Newly Selected Curator: Adam Odomore

Adam Odomore
To Harvest a Dream Buried in Dust—On Care and Blackness
September 2–October 1, 2023

In this group exhibition, curator, Adam Odomore, aims to center and provide space and opportunities for reimagination and interrogation of care as it relates to Black bodies in the built environment. Located at the intersection of race and gender equality, artists from the African Diaspora provide a space for healing and rest within the larger context of a patriarchal, capitalist, white-supremacist, imperialist world.

Thus, by imagining, creating, and beholding moments of care, tenderness, vulnerability, and rest, we create safe spaces to rebuild and explore new possibilities. Sometimes what we think is impossible now is not impossible in another decade.
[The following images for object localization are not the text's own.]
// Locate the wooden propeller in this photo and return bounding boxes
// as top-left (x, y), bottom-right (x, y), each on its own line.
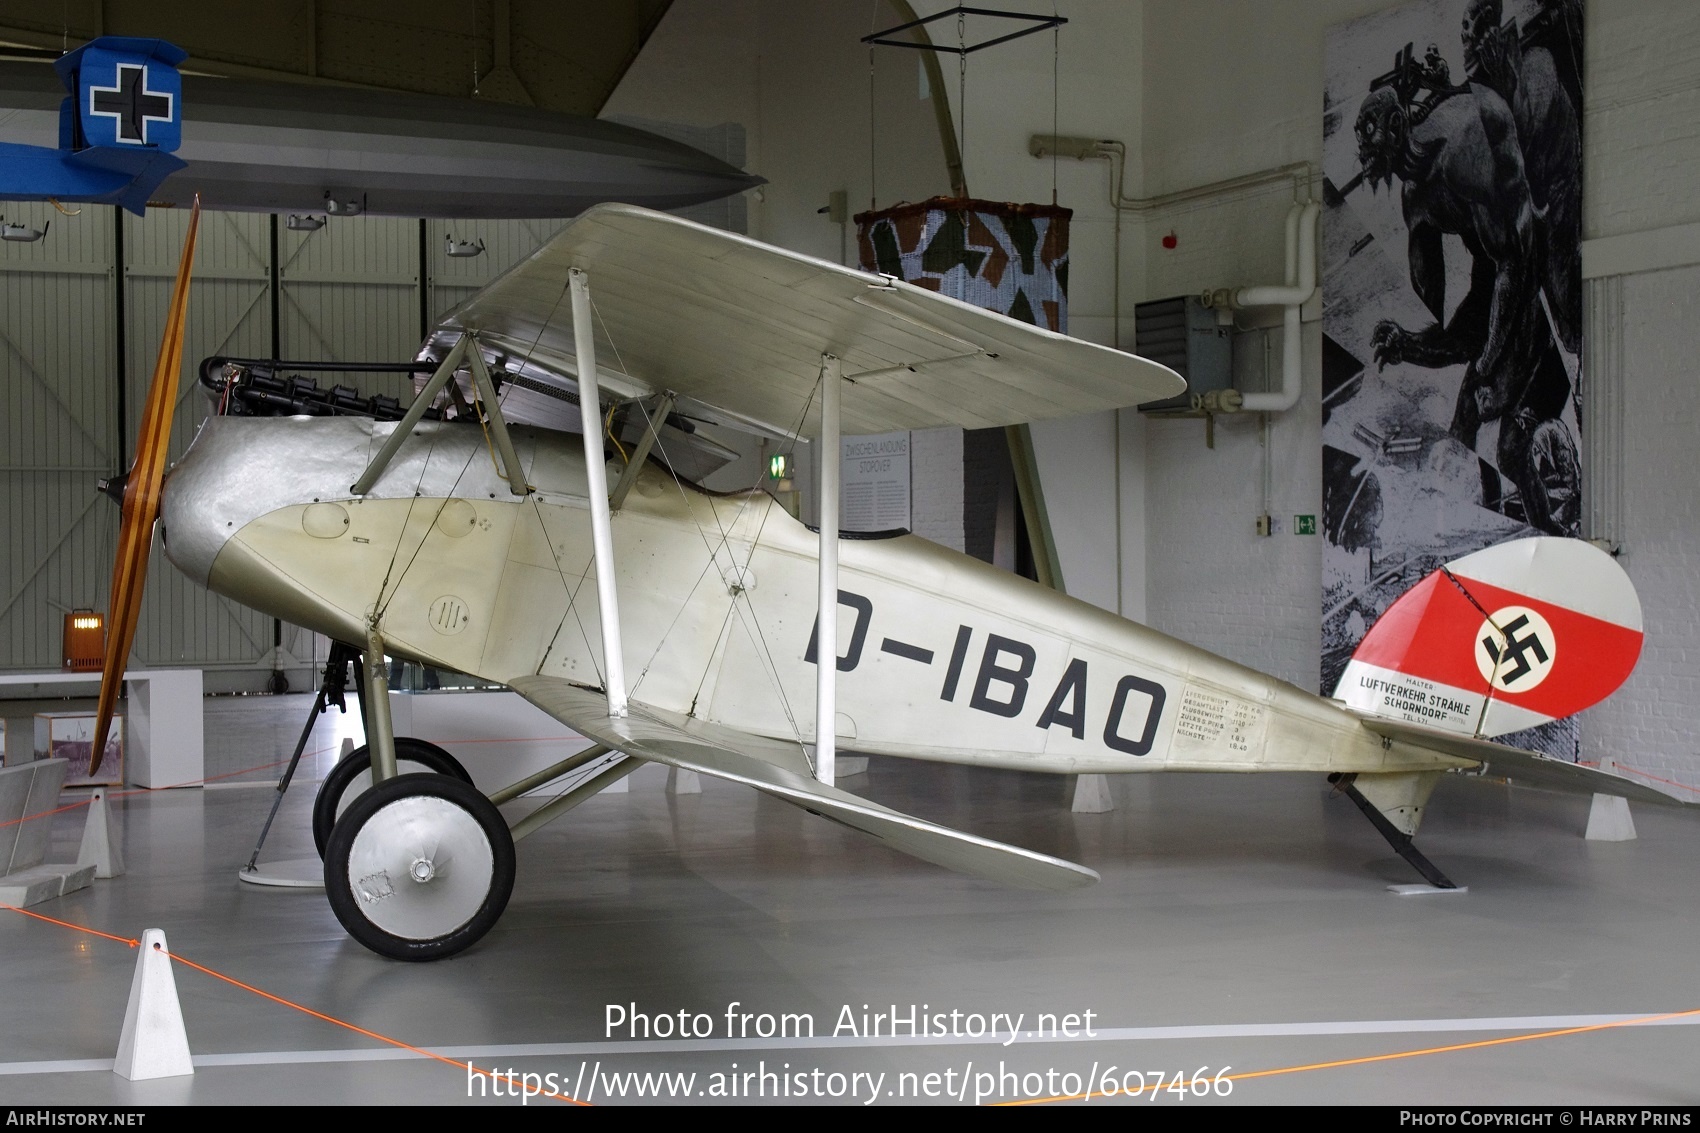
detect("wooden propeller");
top-left (91, 198), bottom-right (200, 773)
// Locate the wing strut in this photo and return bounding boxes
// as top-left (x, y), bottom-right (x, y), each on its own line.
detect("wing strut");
top-left (351, 336), bottom-right (468, 496)
top-left (610, 391), bottom-right (677, 511)
top-left (569, 268), bottom-right (628, 718)
top-left (815, 353), bottom-right (842, 785)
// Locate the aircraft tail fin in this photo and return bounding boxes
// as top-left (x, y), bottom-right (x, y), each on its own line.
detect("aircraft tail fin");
top-left (54, 38), bottom-right (186, 154)
top-left (1335, 537), bottom-right (1642, 739)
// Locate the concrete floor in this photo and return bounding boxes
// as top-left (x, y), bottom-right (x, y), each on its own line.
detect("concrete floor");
top-left (0, 692), bottom-right (1697, 1106)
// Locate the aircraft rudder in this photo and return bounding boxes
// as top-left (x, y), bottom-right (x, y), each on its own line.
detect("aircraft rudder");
top-left (1335, 537), bottom-right (1642, 739)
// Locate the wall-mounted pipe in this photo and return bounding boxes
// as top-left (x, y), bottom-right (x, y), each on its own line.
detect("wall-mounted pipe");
top-left (1029, 134), bottom-right (1311, 352)
top-left (1200, 198), bottom-right (1318, 414)
top-left (1029, 135), bottom-right (1310, 215)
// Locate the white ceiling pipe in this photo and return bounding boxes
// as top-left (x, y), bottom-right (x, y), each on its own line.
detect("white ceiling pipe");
top-left (1235, 200), bottom-right (1318, 308)
top-left (1228, 200), bottom-right (1319, 413)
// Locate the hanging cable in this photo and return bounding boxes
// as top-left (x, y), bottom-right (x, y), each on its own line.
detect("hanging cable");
top-left (1051, 6), bottom-right (1060, 207)
top-left (868, 0), bottom-right (879, 211)
top-left (958, 8), bottom-right (968, 197)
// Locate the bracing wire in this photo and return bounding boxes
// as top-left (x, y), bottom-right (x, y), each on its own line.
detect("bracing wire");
top-left (518, 286), bottom-right (823, 758)
top-left (623, 371), bottom-right (822, 759)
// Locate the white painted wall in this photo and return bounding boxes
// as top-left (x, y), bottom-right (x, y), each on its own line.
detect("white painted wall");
top-left (910, 426), bottom-right (965, 553)
top-left (604, 0), bottom-right (952, 259)
top-left (1134, 0), bottom-right (1379, 689)
top-left (1579, 263), bottom-right (1700, 786)
top-left (607, 0), bottom-right (1700, 787)
top-left (1134, 0), bottom-right (1700, 796)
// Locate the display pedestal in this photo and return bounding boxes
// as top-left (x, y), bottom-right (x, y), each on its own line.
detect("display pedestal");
top-left (0, 669), bottom-right (203, 788)
top-left (1585, 793), bottom-right (1636, 841)
top-left (238, 859), bottom-right (324, 889)
top-left (1071, 774), bottom-right (1115, 813)
top-left (0, 758), bottom-right (96, 907)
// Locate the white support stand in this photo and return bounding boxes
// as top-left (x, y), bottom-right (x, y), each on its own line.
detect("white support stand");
top-left (0, 669), bottom-right (203, 788)
top-left (0, 759), bottom-right (95, 906)
top-left (237, 859), bottom-right (324, 888)
top-left (569, 268), bottom-right (628, 719)
top-left (338, 737), bottom-right (354, 760)
top-left (1071, 774), bottom-right (1115, 813)
top-left (1586, 794), bottom-right (1636, 841)
top-left (114, 928), bottom-right (194, 1081)
top-left (815, 354), bottom-right (841, 787)
top-left (77, 788), bottom-right (125, 878)
top-left (666, 767), bottom-right (702, 795)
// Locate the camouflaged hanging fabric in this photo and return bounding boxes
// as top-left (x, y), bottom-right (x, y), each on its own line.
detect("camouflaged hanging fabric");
top-left (855, 196), bottom-right (1072, 333)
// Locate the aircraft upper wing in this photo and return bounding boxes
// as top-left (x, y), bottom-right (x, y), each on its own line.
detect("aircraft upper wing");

Allowing for a safe space where we can all learn to be more honest and truthful with ourselves, it is the hope that passive viewers, through engagement with the works on view, will be transformed to active participants who will begin to ask themselves, What does my divine identity look like for me?—while asking ourselves what we need and why—What does care look like for each of us?

About the curator:

Exploring the limits of the human experience in its depictions of bodies as lived vessels, as well as the issues at stake when the body is signified as a vessel, this exhibit is about reimagining a way to locate and make visibly tangible modes and expressions that make up the quiet/quotidian acts of refusal when the body is seen as a site/symbol and representation of physical and spiritual nourishment, a messenger linking the present to ancestral memories, and a guide to our own self-examination and self-care.

The exhibit aims to use Afro-diasporic art to help us imagine a world that reveals the “expressiveness of quiet . . . and the quotidian reclamations of interiority, dignity, and refusal marshaled by black subjects in their persistent striving for futurity.” Manifested in “a desire to live a future that is now, because of the precarity of black quotidian life wherein tomorrow is fleeting and often too risky to wait for or imagine” (Tina M. Campt). Thus, by creating and beholding moments of care, tenderness, vulnerability, and rest, we create safe spaces to rebuild and explore new possibilities.